At home Ruth Mallory goes about her day; visiting friends and comforting children she longs for news of George. She considers her marriage - the passion, the fights, the bitter absences, the loving reunions, all the snatched moments during the war and between expeditions. . She hides her doubts and the uncertainty about the future with or - god forbid - without him.
A powerful, moving story of a husband driven to extraordinary lengths by his ambition and a wife terrified she will lose him to a cruel and pitiless rival, Above All Things is a timeless story of one of the great tragedies - and love stories - of the last century.

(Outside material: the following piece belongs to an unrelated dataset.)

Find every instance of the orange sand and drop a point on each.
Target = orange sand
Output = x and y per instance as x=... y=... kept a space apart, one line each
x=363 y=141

'Above All Things has it all: adventure, tragedy, mystery, and a deeply moving love story. It's gorgeously written and beautifully paced. I could not put it down. Prepare to be dazzled' Alison Pick, author of Far to Go
'A love story, a tale of adventure, and a study in obsession all at once, Above All Things is simply breathtaking. With Tanis Rideout's debut, a major new voice in Canadian fiction arrives' Joseph Boyden, author of Through Black Spruce
'Timeless romance, an unflinching love story that touches the very core of the human condition. Rideout leaves readers holding the book close to their chest, knowing that the purpose of life, above all else, is love' Telegraph
'A must-read for Everest buffs with a sensitive side, and for those who want to understand the anatomy of climbing accidents. It is also the perfect summer read for anyone lured by the romance of adventure, as the story goes well beyond the vast summit of Everest into much trickier terrain: the unmapped topography of the heart' Globe and Mail
Tanis Rideout's work has appeared in numerous publications and been shortlisted for several prizes, including the Bronwen Wallace Memorial Award for Emerging Writers and the CBC Literary Award. In 2006, she was named the Poet Laureate for Lake Ontario by the environmental advocacy group Lake Ontario Waterkeeper and joined Gord Downie of The Tragically Hip on a tour to promote environmental justice on the lake. Born in Belgium, Tanis grew up in Bermuda and in Kingston, Ontario, and now lives in Toronto. She recently received her MFA from the University of Guelph-Humber. Above All Things is her first novel. www.tanisrideout.com.
PUBLISHERS WEEKLY
This vivid, assured, and confident debut novel scales great heights of obsession and desire, both on the face of Mount Everest and in the loving bond between doomed explorer George Mallory and his wife, Ruth. Against the backdrop of Mallory's disastrous third expedition to attempt the summit in 1924, the explorer's tenacity and motives get thoughtful treatment, as he muses that if there was "nothing worth dying for, neither could there be anything worth living for," while Ruth, waiting for news and caring for their three children, is torn between understanding and resentment. For Ruth, this deep need to explore the world is what made it round rather than flat, her "desire to leave home... as strongly our desire to return." Her catalogue of George's comings and goings is a source of pain and hope and becomes all the more poignant as Rideout offers a gripping account of the expedition. The author's accomplished depiction of the harsh and beautiful Himalayan heights, the physical drain of the climb, the bitter, brutal cold and thin, grudging air pushes the reader forward in a gripping adventure narrative, while Ruth's own longings and fears offer a counterpoint of a more settled but no less intensely sensual interior landscape. The inevitable, terrible end remains in sight for the reader throughout, as compelling as the mountain peak that Mallory pursued at all costs. But Ruth's reactions, from her own sense of foreboding to her surprising fortitude in the face of deep loss, reassuringly ground the novel with the sense, as another doomed climber mused, of how "time keeps passing when we're away."